Fig. 7Sequence of stance legs

a)

b)

c)

d)

Fig. 8Foot trajectory

a)

b)

c)

d)

Fig. 9 shows the variations in the pitch angle of the quadruped walking machine. The pitch angle of design D is the smallest but the pitch angle of design C is considerable, ranging between –2.6° and +0.5°. The reason for this is apparent from the vertical height of the crank shaft in Fig. 10. Variations in the vertical height of the crank shaft produce changes in the pitch angle. As illustrated in Fig. 10, the vertical height of the crank shaft of design C changes from 0.063 m to 0.069 m, indicating a considerable variation. This causes the large pitching of the walking machine and the large fluctuating of the speed as well.

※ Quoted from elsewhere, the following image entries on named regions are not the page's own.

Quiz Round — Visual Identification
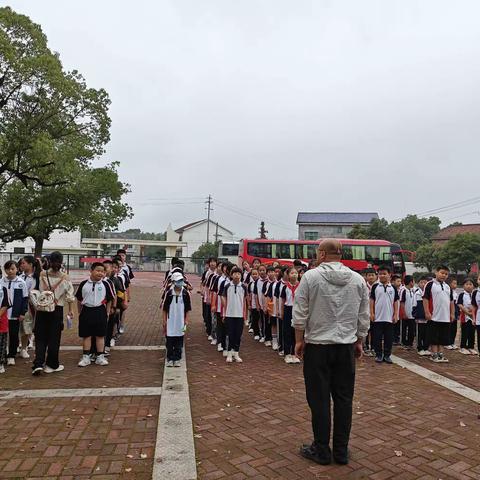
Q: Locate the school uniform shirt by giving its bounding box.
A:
[423,279,453,323]
[75,279,114,308]
[400,287,415,318]
[457,292,473,323]
[253,278,267,310]
[1,277,29,318]
[370,283,399,323]
[20,273,40,294]
[222,282,247,318]
[163,287,192,337]
[248,280,258,310]
[0,286,10,333]
[412,287,427,323]
[280,282,300,307]
[472,289,480,325]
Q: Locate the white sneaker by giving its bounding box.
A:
[78,355,92,367]
[233,352,243,363]
[95,353,108,366]
[43,365,65,373]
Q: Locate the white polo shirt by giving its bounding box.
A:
[370,283,399,323]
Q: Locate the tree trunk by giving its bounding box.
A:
[34,237,45,257]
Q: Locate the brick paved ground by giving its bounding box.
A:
[187,292,480,480]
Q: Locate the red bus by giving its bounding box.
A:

Fig. 9Pitch angle of the walking machine

Fig. 10Crank shaft height of the walking machine

5. Conclusions

The objective of this study is to investigate the effect of mechanism design on the performance of a quadruped walking machine. For studying the effect of mechanism design on the performance of the quadruped walking machine, four designs with different crank arrangement and leg arrangement are proposed and analyzed. The dynamic characteristics of the walking machine, including the stance leg sequence, foot trajectory, pitch angle, and dynamic response of the quadruped walking machine, are investigated and compared with the existing design. The analysis of crank arrangement shows that the existing design A and new design B have better performance in dynamic responses, including velocity stabilities of crank shaft and carriage, stance leg sequence and pitch angle. That means the phrase angle between front and rear legs on the same side should be 0° or 90° and the one between the legs on the different sides should be 180°. The analysis of leg arrangement shows that the new design D, i.e. the front and rear legs are bent in the same direction, has better performance in dynamic responses. The results of this study can serve as a reference for future development of the quadruped walking machines.